Otra de las políticas introducidas fue la creación de planes de fomento para ficciones y documentales, en particular el Bacua (banco de contenidos audiovisuales) y el Cepia (centro de experimentación audiovisual de la Secretaría de Cultura). En algunos casos, estos fondos concursables incorporaron la condición de un acuerdo previo entre productores y canales, de modo de garantizar una pantalla para los proyectos presentados; pero el Estado se reservó la decisión de definir qué contenidos serían premiados.
La diversidad y el impacto de las políticas desplegadas en la última década merecen un análisis más profundo, pero puede decirse que luego de la intervención del Estado la industria televisiva argentina se animó a temáticas y formatos novedosos, ganó en diversidad y sumó creadores provenientes de otras tradiciones audiovisuales. En síntesis: fue una experiencia positiva.

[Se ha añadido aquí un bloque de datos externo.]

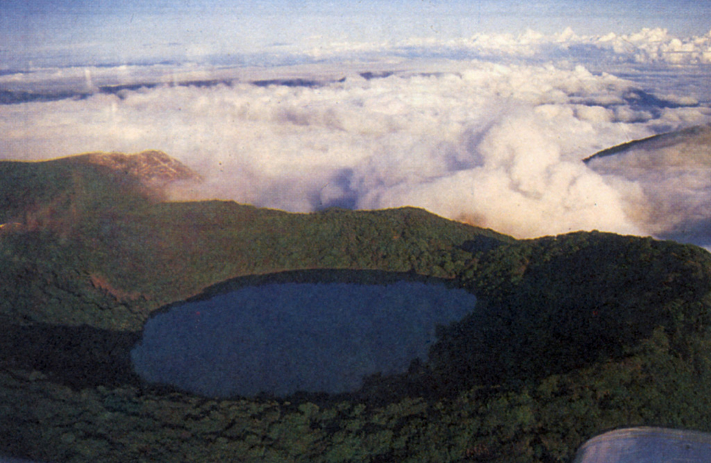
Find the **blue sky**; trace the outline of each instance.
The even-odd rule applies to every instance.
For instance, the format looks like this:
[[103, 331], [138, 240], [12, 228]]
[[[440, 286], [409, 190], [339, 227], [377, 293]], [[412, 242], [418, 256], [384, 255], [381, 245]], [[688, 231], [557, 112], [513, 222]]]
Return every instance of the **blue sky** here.
[[[303, 52], [333, 43], [439, 40], [477, 33], [708, 32], [699, 1], [0, 1], [0, 68]], [[236, 58], [235, 58], [236, 59]], [[259, 58], [254, 59], [260, 59]]]

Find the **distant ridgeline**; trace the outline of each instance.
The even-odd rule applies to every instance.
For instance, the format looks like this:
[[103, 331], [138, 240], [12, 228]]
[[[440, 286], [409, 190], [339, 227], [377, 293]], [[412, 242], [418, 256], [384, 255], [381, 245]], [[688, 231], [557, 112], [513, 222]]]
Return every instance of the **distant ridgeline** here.
[[[181, 169], [135, 156], [0, 162], [0, 454], [552, 462], [614, 427], [711, 430], [701, 248], [598, 232], [517, 240], [413, 208], [165, 202], [144, 167]], [[476, 309], [438, 329], [426, 361], [353, 393], [215, 400], [132, 371], [166, 304], [336, 273], [435, 278]]]

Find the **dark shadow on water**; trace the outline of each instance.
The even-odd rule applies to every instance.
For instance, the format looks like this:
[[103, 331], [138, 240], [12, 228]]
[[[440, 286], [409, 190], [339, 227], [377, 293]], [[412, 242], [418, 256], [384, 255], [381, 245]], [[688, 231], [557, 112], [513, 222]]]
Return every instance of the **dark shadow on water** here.
[[236, 278], [151, 314], [132, 358], [149, 383], [210, 397], [429, 394], [441, 389], [426, 366], [435, 329], [476, 304], [457, 287], [375, 270]]

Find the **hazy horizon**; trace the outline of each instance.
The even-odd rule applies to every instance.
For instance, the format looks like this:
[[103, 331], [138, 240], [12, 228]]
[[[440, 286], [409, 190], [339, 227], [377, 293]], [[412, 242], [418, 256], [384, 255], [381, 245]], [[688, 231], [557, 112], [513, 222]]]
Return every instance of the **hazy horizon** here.
[[711, 243], [699, 140], [582, 162], [711, 122], [711, 5], [231, 3], [4, 2], [0, 159], [160, 149], [206, 179], [176, 198]]

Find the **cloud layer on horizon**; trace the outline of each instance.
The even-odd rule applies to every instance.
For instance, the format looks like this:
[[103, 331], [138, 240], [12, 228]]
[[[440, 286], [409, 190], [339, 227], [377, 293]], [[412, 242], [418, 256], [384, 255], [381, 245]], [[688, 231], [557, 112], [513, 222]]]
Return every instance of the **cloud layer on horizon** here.
[[163, 85], [4, 105], [1, 156], [156, 149], [206, 179], [176, 198], [292, 211], [415, 206], [518, 237], [663, 230], [644, 211], [654, 201], [643, 181], [582, 159], [711, 122], [708, 107], [566, 62], [454, 64], [312, 86]]

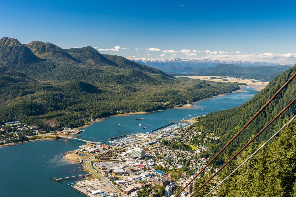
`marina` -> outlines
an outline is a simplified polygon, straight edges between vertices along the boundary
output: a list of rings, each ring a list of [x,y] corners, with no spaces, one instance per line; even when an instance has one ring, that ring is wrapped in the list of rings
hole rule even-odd
[[[114,140],[109,141],[108,142],[110,144],[118,146],[129,144],[135,144],[142,140],[143,139],[127,136],[125,137],[118,138]]]
[[[172,120],[187,119],[186,116],[189,115],[197,114],[194,116],[200,116],[210,112],[237,107],[247,101],[258,92],[255,89],[243,87],[242,89],[244,91],[234,92],[225,96],[213,97],[194,103],[194,106],[190,108],[171,108],[145,114],[108,118],[104,121],[93,123],[83,128],[86,131],[81,133],[80,138],[107,144],[110,141],[108,139],[110,138],[128,133],[133,133],[136,134],[137,132],[143,133],[144,130],[139,125],[140,123],[135,121],[135,118],[138,117],[144,117],[143,121],[145,121],[145,126],[146,127],[149,126],[147,128],[153,130],[166,124],[164,123]],[[197,107],[198,105],[204,108],[205,110],[201,110],[200,108]],[[120,126],[117,126],[117,123],[120,124]],[[119,128],[120,129],[118,129]],[[140,134],[136,135],[139,137],[135,135],[130,136],[145,139],[140,137],[142,136]],[[0,177],[0,182],[2,184],[2,186],[0,187],[0,196],[6,196],[7,191],[9,191],[11,196],[23,196],[24,191],[26,191],[26,196],[85,196],[73,189],[71,187],[72,185],[67,185],[73,181],[73,179],[63,180],[63,184],[61,184],[49,180],[48,178],[49,176],[65,177],[86,174],[84,172],[77,172],[77,171],[81,170],[81,165],[70,163],[62,158],[62,153],[69,150],[77,149],[79,146],[85,143],[73,139],[69,141],[62,140],[37,141],[1,148],[0,154],[2,159],[10,160],[11,162],[2,162],[0,165],[1,168],[6,169],[2,172]],[[19,154],[23,152],[27,153]],[[12,155],[18,156],[11,157]],[[20,161],[25,162],[26,166],[20,165]],[[29,166],[31,167],[28,168],[26,167]],[[6,178],[9,177],[12,178],[7,179]],[[37,183],[34,190],[28,189],[32,188],[31,182],[28,181],[28,180],[34,180]],[[22,183],[18,185],[18,189],[15,189],[16,181]],[[48,190],[49,187],[52,189]],[[44,193],[44,191],[46,191]]]

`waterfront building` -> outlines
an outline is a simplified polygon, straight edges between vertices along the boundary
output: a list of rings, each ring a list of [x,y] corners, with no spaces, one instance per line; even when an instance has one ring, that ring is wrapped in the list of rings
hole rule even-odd
[[[101,190],[95,190],[91,192],[91,194],[94,195],[95,195],[96,194],[98,194],[102,192],[103,192]]]
[[[115,169],[112,170],[112,173],[114,175],[121,175],[124,174],[126,171],[123,169]]]
[[[131,155],[138,158],[144,158],[145,157],[145,151],[139,148],[135,148],[131,150]]]

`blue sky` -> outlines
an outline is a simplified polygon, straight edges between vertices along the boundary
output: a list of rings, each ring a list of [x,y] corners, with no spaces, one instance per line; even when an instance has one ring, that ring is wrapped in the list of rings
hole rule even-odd
[[[296,63],[296,2],[258,1],[0,0],[0,37],[125,57]]]

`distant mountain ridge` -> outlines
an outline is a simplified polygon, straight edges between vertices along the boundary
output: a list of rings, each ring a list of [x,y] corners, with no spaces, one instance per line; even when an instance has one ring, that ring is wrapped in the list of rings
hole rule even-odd
[[[220,61],[208,59],[189,59],[185,58],[140,58],[127,57],[127,58],[151,67],[162,70],[194,70],[197,68],[214,67],[220,64],[235,64],[243,66],[268,66],[280,65],[277,63],[258,62],[244,61]],[[292,66],[291,65],[290,66]]]

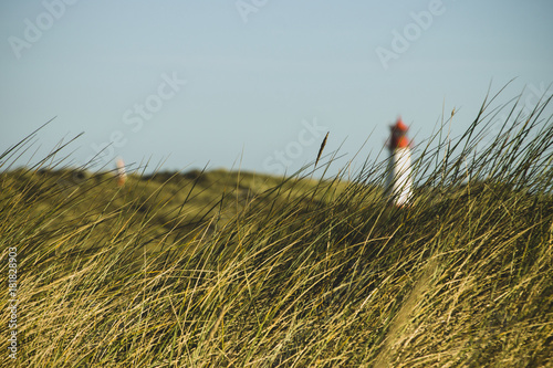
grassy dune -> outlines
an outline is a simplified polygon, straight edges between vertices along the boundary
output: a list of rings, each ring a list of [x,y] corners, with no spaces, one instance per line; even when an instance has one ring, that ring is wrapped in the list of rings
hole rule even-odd
[[[462,137],[440,130],[418,146],[416,198],[403,209],[383,199],[383,162],[349,180],[219,170],[132,175],[123,188],[49,158],[3,171],[17,361],[553,366],[547,103],[513,113],[478,150],[497,113],[489,102]],[[2,155],[4,167],[25,145]]]

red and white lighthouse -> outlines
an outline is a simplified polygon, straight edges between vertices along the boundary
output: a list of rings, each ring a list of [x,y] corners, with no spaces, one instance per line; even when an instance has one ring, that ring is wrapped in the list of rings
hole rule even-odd
[[[411,149],[407,138],[409,127],[399,117],[390,130],[386,197],[395,206],[404,207],[413,197]]]

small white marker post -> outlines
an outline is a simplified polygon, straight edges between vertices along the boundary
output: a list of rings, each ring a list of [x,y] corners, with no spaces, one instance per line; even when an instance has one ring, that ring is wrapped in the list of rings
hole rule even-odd
[[[123,187],[125,181],[127,181],[127,172],[125,170],[125,162],[123,158],[117,159],[117,187]]]
[[[409,127],[399,117],[390,130],[386,197],[394,206],[405,207],[413,197],[411,149],[407,138]]]

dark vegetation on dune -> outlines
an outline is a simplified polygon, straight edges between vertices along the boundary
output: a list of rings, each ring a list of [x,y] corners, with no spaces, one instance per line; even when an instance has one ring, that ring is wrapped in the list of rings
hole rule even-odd
[[[50,157],[4,170],[19,365],[553,366],[549,101],[503,106],[477,151],[489,103],[463,136],[416,147],[401,209],[383,198],[383,162],[348,180],[194,170],[121,188]]]

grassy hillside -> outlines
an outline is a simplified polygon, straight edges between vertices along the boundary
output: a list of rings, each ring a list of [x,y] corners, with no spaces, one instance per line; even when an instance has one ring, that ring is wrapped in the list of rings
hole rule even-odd
[[[553,366],[553,124],[541,107],[478,155],[484,109],[459,139],[418,147],[415,200],[400,209],[382,196],[382,162],[353,180],[221,170],[122,188],[111,172],[4,171],[15,360]]]

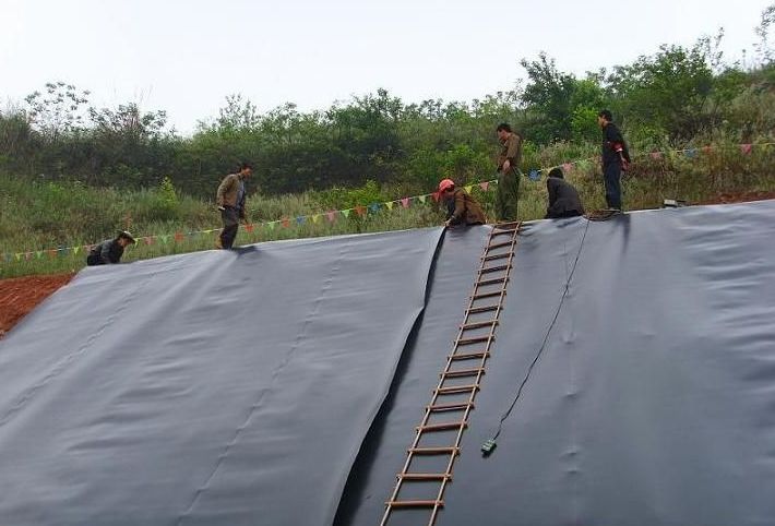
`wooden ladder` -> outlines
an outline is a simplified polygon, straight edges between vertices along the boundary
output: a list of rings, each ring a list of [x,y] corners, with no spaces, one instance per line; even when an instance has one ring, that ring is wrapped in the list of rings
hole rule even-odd
[[[439,383],[416,428],[415,440],[406,450],[406,462],[385,502],[380,526],[386,526],[393,516],[397,518],[400,511],[412,515],[403,518],[413,524],[421,524],[419,514],[429,516],[427,524],[432,526],[444,506],[444,490],[452,481],[463,432],[468,427],[468,416],[496,339],[520,225],[520,222],[502,223],[490,230],[452,354],[446,357]]]

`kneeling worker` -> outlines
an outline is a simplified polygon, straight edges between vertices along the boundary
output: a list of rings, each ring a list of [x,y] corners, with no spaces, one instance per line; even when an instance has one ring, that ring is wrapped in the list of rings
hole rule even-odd
[[[439,195],[446,205],[444,226],[484,225],[487,216],[476,200],[462,188],[455,188],[452,179],[443,179],[439,183]]]
[[[86,256],[86,264],[109,265],[118,263],[123,255],[123,249],[130,243],[134,243],[134,237],[126,230],[119,230],[114,239],[107,239],[95,246]]]
[[[563,179],[560,168],[551,169],[546,180],[546,189],[549,192],[549,206],[546,210],[545,219],[584,215],[584,206],[581,204],[579,191]]]

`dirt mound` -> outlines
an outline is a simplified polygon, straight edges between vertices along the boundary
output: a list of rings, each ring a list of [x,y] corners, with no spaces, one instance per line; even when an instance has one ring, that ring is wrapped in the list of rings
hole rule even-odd
[[[72,277],[73,274],[57,274],[0,279],[0,337]]]

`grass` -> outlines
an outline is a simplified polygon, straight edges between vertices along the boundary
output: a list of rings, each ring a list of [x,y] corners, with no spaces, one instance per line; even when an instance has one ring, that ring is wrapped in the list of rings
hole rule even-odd
[[[526,153],[523,168],[560,165],[596,154],[593,145],[557,144]],[[713,200],[720,193],[771,192],[775,190],[773,166],[775,146],[754,146],[746,155],[731,142],[716,143],[713,150],[699,151],[693,157],[672,153],[655,159],[644,154],[622,179],[624,205],[628,210],[656,208],[664,199],[684,199],[691,203]],[[600,170],[595,163],[574,165],[567,179],[576,186],[587,210],[605,207]],[[430,198],[426,204],[414,201],[404,208],[396,203],[393,210],[382,206],[362,217],[355,211],[349,217],[337,214],[333,223],[325,216],[331,210],[400,199],[409,194],[409,190],[397,184],[379,187],[369,181],[357,189],[252,195],[248,210],[254,226],[252,231],[240,227],[237,243],[440,225],[442,211]],[[493,217],[494,192],[478,187],[473,192],[488,216]],[[534,182],[524,178],[520,188],[520,218],[542,217],[546,200],[544,180]],[[139,237],[153,237],[131,247],[124,261],[207,250],[214,247],[217,230],[201,231],[217,229],[220,223],[212,203],[186,196],[168,182],[158,189],[118,191],[0,175],[0,277],[78,271],[85,264],[84,246],[111,237],[118,228],[129,229]],[[322,215],[317,222],[309,217],[302,223],[296,220],[313,214]],[[287,227],[283,223],[267,225],[282,218],[287,219]],[[72,247],[79,248],[75,251]],[[69,250],[51,250],[57,248]],[[28,252],[32,253],[26,256],[16,255]]]

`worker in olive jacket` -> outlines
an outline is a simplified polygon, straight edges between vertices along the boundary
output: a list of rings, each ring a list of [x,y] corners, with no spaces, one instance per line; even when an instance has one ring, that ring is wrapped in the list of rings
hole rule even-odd
[[[443,179],[439,183],[439,196],[446,205],[444,226],[484,225],[487,216],[481,206],[462,188],[455,188],[452,179]]]
[[[584,215],[584,206],[581,204],[579,191],[564,180],[562,169],[552,168],[549,171],[546,189],[549,192],[549,206],[546,208],[545,219]]]
[[[237,237],[239,220],[246,218],[245,214],[245,181],[253,174],[253,166],[242,163],[237,174],[229,174],[220,181],[215,202],[220,211],[224,229],[217,241],[219,249],[230,249]]]

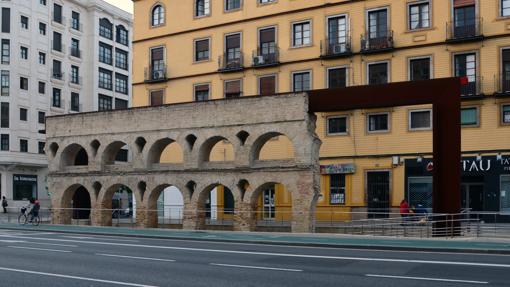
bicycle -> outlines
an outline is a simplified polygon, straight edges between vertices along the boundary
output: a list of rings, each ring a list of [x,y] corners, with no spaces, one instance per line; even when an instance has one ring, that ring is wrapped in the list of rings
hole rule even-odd
[[[20,214],[18,216],[18,224],[26,225],[27,223],[32,223],[33,226],[39,226],[39,223],[41,222],[39,214],[37,214],[36,216],[34,216],[33,214],[27,214],[27,210],[28,210],[27,207],[22,207],[20,209]]]

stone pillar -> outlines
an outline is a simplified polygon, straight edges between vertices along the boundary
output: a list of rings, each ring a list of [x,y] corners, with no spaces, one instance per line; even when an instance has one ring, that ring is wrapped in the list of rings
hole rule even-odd
[[[255,212],[246,202],[236,202],[234,212],[234,231],[254,231]]]

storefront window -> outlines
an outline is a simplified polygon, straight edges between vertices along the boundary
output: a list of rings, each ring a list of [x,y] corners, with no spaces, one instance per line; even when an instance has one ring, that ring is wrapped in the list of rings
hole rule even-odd
[[[13,199],[29,200],[37,198],[37,176],[19,175],[13,176]]]

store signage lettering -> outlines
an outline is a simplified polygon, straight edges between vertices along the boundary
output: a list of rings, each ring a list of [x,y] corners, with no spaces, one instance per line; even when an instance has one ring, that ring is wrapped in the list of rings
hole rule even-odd
[[[340,173],[355,173],[356,167],[354,164],[328,164],[321,165],[321,174],[340,174]]]

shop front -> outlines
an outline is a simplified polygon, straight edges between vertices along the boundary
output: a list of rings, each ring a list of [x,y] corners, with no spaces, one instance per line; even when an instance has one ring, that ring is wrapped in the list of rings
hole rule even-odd
[[[405,194],[411,206],[422,204],[432,210],[433,169],[431,159],[405,161]],[[510,215],[509,156],[463,157],[461,169],[461,207],[464,212]]]

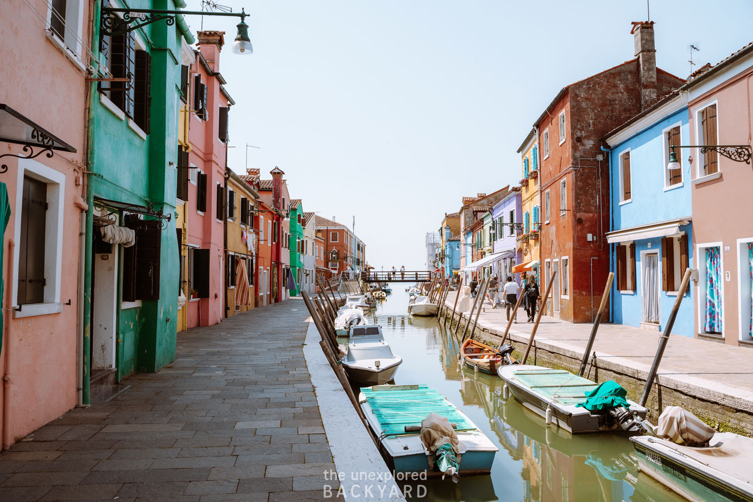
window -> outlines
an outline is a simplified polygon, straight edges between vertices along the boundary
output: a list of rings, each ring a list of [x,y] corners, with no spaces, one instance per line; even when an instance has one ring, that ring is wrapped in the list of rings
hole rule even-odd
[[[565,111],[559,114],[559,145],[565,142]]]
[[[698,123],[699,145],[718,145],[717,137],[716,103],[710,105],[700,111],[697,116]],[[712,150],[701,154],[699,158],[703,163],[703,174],[706,176],[719,172],[719,154]]]
[[[559,215],[565,216],[567,212],[567,180],[559,182]]]
[[[672,152],[672,145],[682,145],[682,136],[680,133],[680,126],[675,126],[666,131],[666,135],[664,137],[664,145],[666,147],[666,157],[664,159],[664,165],[666,166],[669,162],[669,154]],[[675,150],[675,154],[677,157],[677,162],[679,163],[681,169],[664,169],[666,172],[664,178],[664,186],[665,187],[672,187],[677,184],[682,184],[682,151]]]
[[[549,216],[551,214],[551,207],[549,203],[550,201],[550,193],[547,190],[544,193],[544,221],[545,223],[549,223]]]
[[[676,291],[688,266],[687,236],[661,239],[662,291]]]
[[[636,291],[636,245],[618,244],[614,248],[617,288],[623,293]]]
[[[666,170],[666,169],[665,169]],[[620,154],[620,202],[629,202],[633,198],[630,177],[630,151]]]

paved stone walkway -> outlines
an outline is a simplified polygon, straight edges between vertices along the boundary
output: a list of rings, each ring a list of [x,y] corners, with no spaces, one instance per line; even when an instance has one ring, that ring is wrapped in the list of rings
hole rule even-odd
[[[172,364],[0,454],[0,500],[322,500],[308,315],[291,299],[178,333]]]

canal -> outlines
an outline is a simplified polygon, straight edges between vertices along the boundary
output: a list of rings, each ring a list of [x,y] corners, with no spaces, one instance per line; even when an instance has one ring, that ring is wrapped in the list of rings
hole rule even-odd
[[[390,285],[392,294],[369,317],[371,322],[382,326],[393,352],[403,357],[395,383],[427,384],[435,388],[499,449],[489,476],[461,476],[457,485],[449,478],[411,482],[410,487],[400,482],[408,500],[684,500],[645,474],[639,474],[633,443],[626,435],[573,437],[547,427],[543,419],[523,409],[511,397],[504,402],[501,379],[459,365],[459,339],[437,318],[408,315],[407,284]],[[417,497],[417,494],[423,496]]]

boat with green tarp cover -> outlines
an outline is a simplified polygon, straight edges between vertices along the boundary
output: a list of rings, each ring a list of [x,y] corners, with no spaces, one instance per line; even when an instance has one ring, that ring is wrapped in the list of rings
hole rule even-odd
[[[486,474],[498,449],[476,424],[442,394],[428,385],[374,385],[361,389],[361,408],[379,439],[380,451],[395,472],[441,476],[434,452],[421,440],[421,422],[431,413],[447,417],[456,436],[458,473]]]
[[[569,371],[532,365],[501,366],[497,374],[505,380],[505,399],[512,394],[547,424],[574,434],[636,431],[648,412],[611,380],[597,384]]]

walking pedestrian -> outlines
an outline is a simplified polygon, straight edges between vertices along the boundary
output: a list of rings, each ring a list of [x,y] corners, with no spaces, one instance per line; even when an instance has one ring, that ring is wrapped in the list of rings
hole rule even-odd
[[[513,320],[517,318],[517,310],[515,304],[517,303],[517,294],[520,288],[517,283],[513,281],[513,278],[508,275],[508,281],[505,283],[505,307],[508,312],[508,321],[510,321],[510,309],[513,309]]]
[[[536,315],[536,303],[538,302],[538,284],[536,284],[536,278],[533,275],[528,276],[528,282],[523,289],[523,300],[526,302],[526,312],[528,314],[528,322],[533,322],[533,318]]]
[[[492,302],[492,308],[497,308],[497,300],[499,299],[499,281],[497,276],[492,275],[489,280],[489,299]]]

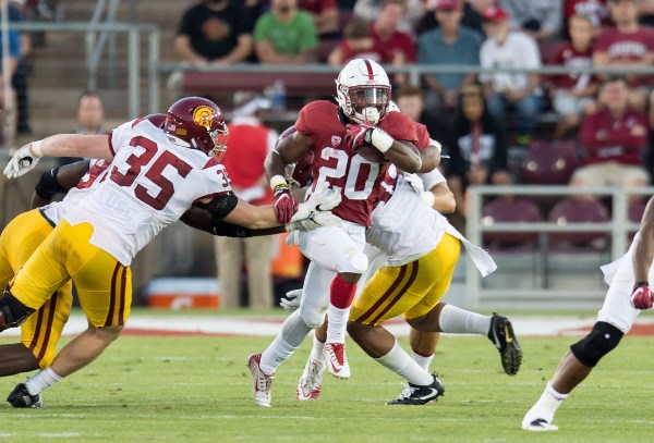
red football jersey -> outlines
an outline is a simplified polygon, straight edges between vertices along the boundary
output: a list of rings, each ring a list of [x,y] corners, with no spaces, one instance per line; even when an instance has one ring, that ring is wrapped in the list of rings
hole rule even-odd
[[[331,210],[341,219],[370,226],[373,204],[388,163],[374,163],[350,149],[346,125],[339,120],[339,107],[330,101],[312,101],[300,111],[298,132],[311,137],[314,162],[313,188],[327,182],[341,189],[342,200]],[[417,143],[413,121],[400,112],[389,112],[377,125],[396,140]]]

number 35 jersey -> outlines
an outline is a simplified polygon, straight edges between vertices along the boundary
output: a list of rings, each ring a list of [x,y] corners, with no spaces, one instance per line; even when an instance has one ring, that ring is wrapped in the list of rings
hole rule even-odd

Ahora bien, una mirada al brasileño invita a preguntarse si el ejemplo no nos marca un camino para explorar. Luego de acreditada una etapa en la que quedó claro que hay ideas y capacidad de producción y realización suficiente, ¿no es posible imaginar una ley argentina que tome el espíritu de la legislación brasileña? ¿No es razonable pensar que esas coproducciones que HBO presenta con orgullo pueden ser realizadas en Argentina?
En nuestro país el cable tiene una cobertura extraordinaria. Según cómo se lo mida, se puede asegurar que más del 80 por ciento de los hogares paga por ver televisión, y en el abono básico están todas las señales internacionales que coproducen sin chistar con realizadores brasileños. Para esas señales, la Argentina es un gran negocio porque hay millones de abonados para sus programaciones. De modo que es improbable que se vayan del país porque una política pública los “invita” a producir con creadores locales. Además, los ejecutivos de esas señales saben que en Argentina existe una industria audiovisual tradicional, de enorme calidad y costos bastante competitivos.
Como se trata de recursos públicos, ya que hablamos de desgravaciones impositivas, el análisis deberá ser mucho más complejo. Los canales de televisión pagan distintos gravámenes para alimentar diversas cajas. Un ordenamiento de esos dineros no vendría mal, y más si de ese ordenamiento surge una herramienta capaz de promover una industria local que sin ningún incentivo se convirtió en el cuarto exportador mundial de formatos televisivos, dejando una marca nítida en la cultura global.
* Periodista y productor televisivo, director de El Oso Producciones.